Friday, May 20, 2011

Reviving General Aviation

Karoliina Salminen wrote about a revival for general aviation. These are some of my thoughts on the subject.

As Karoliina wrote, "general aviation is starving". What would be needed to revive it to the former glory? First of all we need to establish the purposes of general aviation and secondly we need to think how it could better fulfill these purposes. General aviation serves mainly two purposes: transport and entertainment. There are also other purposes such as emergency and research operations but I won't go into them here. I argue that general aviation can't compete very well as a form of entertainment. There are a couple of reasons. Firstly we live in a very entertainment focused society and there exists other forms of entertainment with much better cost to entertainment value than aviation. Computer games offer non-stop interaction in imaginary worlds with very low price. Secondly we live in postmodern times. At least part of the entertainment value in general aviation consists of the coolness of being able to fly at all. As long as man has lived he has dreamed of being able to fly like a bird. In the 20th century this was finally possible (balloons are aircrafts but not like birds). To think that it is cool for mankind to be able to fly is a modern thought. It belongs to same category with admiring moon landings. However the time for general public to think like this has long been in the past. Nowadays it's all about your personal feelings, that is, postmodernism. You value your experiences in the light of how they make you feel. Being able to fly doesn't have any value in itself. Only if gives you great feelings it will be valued and even then it will be compared to other activities and how they make you feel. This is of course a generalization. There still exists people who think it is cool to be able to fly. But this means that general aviation being relatively expensive and not cool and worth pursuing because of itself can't compete with other forms of entertainment in it's present state among general public. That leaves transport as a purpose for general aviation.

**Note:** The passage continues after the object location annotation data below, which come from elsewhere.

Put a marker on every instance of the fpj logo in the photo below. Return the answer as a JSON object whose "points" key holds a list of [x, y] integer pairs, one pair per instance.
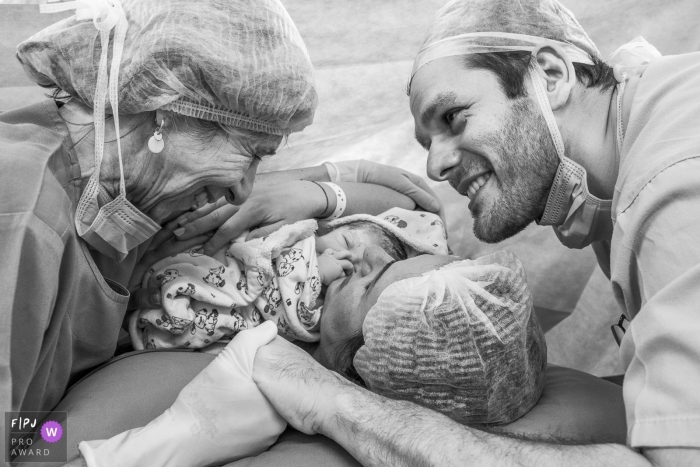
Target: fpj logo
{"points": [[36, 437]]}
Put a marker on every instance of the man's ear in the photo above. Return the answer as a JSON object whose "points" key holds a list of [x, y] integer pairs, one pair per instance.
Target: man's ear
{"points": [[557, 71]]}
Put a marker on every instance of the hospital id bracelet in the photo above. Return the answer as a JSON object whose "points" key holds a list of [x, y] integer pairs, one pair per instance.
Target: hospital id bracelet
{"points": [[341, 201]]}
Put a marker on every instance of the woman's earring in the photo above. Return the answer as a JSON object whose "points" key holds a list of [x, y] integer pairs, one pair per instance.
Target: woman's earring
{"points": [[155, 142]]}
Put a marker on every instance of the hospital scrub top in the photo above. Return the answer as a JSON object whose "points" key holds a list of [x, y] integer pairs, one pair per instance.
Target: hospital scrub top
{"points": [[653, 258], [62, 304]]}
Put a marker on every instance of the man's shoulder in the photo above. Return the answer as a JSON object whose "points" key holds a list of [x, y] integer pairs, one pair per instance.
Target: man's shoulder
{"points": [[664, 124]]}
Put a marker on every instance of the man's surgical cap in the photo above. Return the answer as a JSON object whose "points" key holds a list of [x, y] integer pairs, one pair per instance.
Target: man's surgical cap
{"points": [[462, 340], [465, 27], [238, 62]]}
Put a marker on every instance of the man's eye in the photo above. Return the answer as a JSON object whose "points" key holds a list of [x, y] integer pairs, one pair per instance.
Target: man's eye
{"points": [[451, 116], [348, 241]]}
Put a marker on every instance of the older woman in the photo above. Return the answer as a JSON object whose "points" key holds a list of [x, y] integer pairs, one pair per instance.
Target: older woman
{"points": [[196, 93]]}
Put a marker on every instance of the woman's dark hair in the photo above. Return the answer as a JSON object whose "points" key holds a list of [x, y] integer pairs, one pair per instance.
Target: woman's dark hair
{"points": [[511, 67]]}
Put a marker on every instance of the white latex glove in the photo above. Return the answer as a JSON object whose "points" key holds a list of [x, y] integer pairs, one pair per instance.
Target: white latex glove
{"points": [[402, 181], [219, 417]]}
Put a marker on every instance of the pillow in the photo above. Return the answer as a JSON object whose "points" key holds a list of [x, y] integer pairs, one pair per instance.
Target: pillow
{"points": [[134, 388]]}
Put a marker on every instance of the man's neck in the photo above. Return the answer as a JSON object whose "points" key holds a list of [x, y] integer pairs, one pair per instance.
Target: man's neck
{"points": [[589, 127]]}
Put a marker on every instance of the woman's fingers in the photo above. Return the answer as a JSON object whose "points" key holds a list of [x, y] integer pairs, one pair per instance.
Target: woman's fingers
{"points": [[264, 231], [145, 299], [347, 267], [167, 248], [231, 229], [417, 189], [208, 222]]}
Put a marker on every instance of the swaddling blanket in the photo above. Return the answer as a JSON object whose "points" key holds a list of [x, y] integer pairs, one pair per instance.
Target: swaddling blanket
{"points": [[207, 298]]}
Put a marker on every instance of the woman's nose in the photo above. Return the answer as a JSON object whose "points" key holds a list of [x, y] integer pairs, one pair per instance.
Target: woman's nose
{"points": [[442, 161], [242, 188], [374, 258]]}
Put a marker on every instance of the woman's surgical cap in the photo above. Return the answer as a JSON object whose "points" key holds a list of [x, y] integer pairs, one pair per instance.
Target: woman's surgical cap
{"points": [[465, 27], [462, 340], [238, 62]]}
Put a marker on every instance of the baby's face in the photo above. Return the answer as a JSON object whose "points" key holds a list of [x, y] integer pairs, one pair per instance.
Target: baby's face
{"points": [[344, 238]]}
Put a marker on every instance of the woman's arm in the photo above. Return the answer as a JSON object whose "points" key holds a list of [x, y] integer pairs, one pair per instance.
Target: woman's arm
{"points": [[270, 207]]}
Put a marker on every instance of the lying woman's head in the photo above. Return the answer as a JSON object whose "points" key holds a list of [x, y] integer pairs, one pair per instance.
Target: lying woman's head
{"points": [[224, 81], [459, 337]]}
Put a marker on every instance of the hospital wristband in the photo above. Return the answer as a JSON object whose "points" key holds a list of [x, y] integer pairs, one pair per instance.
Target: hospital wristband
{"points": [[341, 201]]}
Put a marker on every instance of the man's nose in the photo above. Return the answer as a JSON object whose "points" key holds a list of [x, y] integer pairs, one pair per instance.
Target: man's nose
{"points": [[374, 258], [442, 161]]}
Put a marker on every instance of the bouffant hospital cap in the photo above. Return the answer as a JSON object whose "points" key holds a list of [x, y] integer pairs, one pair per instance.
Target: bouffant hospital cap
{"points": [[237, 62], [465, 27], [462, 340]]}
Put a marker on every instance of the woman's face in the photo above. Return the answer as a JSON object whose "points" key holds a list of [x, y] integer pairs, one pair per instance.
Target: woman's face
{"points": [[348, 300], [193, 170]]}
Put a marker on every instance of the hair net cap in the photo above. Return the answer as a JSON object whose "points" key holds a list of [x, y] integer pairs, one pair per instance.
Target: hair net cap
{"points": [[465, 27], [238, 62], [462, 340]]}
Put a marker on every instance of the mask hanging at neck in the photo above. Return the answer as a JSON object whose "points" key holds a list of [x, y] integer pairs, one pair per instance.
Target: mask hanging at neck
{"points": [[117, 227]]}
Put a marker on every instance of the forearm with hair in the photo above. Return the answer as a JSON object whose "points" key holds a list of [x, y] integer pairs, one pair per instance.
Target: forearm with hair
{"points": [[379, 431], [317, 173]]}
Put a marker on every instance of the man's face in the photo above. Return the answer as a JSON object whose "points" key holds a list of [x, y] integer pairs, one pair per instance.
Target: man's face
{"points": [[494, 150]]}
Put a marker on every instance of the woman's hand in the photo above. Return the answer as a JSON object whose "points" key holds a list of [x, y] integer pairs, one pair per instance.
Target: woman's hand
{"points": [[402, 181], [267, 209], [164, 244]]}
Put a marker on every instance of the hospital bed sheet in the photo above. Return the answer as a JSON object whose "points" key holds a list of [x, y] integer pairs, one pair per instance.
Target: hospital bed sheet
{"points": [[362, 51]]}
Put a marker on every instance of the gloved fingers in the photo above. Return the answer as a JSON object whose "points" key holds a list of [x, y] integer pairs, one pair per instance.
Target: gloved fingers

CAFE foundation advocates general aviation as a popular means of transportation in the future. In order for general aviation to be a viable alternative as a means of transport when compared to cars several things have to happen. It needs to be faster, that is, the time from door to door needs to be smaller. It needs to be cheaper (both the initial investment and the operational costs). It needs to be easier (getting the pilot's license and the general bureaucracy). The CAFE foundation addresses these requirements. I have the following thoughts.

The idea which CAFE foundation advocates is that people would have personal air vehicles (PAV). Roughly it is an aircraft equivalent to a family car. Nowadays small aeroplanes are quite expensive. A four-seat basic aeroplane costs somewhere around 250,000 $ new where as family car can be 20,000 $. There's one magnitude of difference. I don't know the specifics of aeroplane manufacturing but one thing is clear. Cars are produced in far larger numbers. If small aeroplanes were mass produced in a similar scale as cars are, the price would fall dramatically. This of course will probably never happen. However, the trend is that the price gap between mass produced products and little produced products is diminishing. Some examples: 3d-printing can produce complex one off products with a price soon comparable to mass production. An example would be a flute which was printed in one run, required no assembly and was playable. Silicon chip making: If a small company wants to make a chip, it rents factory time from a bigger company instead of building it's own factory. The production numbers still have to be large, but they can much smaller than they would have to be if the company would have to build it's own factory. My vision is that in the future personal air vehicles can be manufactured in small series in a general purpose factory totally automatically. The individual price would be comparable to massive mass production.

The operation costs would also have to be reduced. This means better fuel efficiency. Electric planes are also an alternative.

The CAFE foundation advocates a model where there would be a lot of small airfields so there would be only small distance from point of departure to the airport and from airport to the destination. This would also mean a new kind air traffic control system. So the whole system would change quite a bit. This kind of new system would not be easily welcomed by for example European Union. The existing system and bureaucracy are heavy and the fear of leap to the unknown is too large. Instead the new system should be tested in some fast developing country where the existing system wouldn't be too big and where general aviation has a lot to offer because the existing road network isn't as good as it is in the western countries. China and India are already choking to car traffic because of the rapid growth in automobile count and the road network can't cope with them or expand fast enough.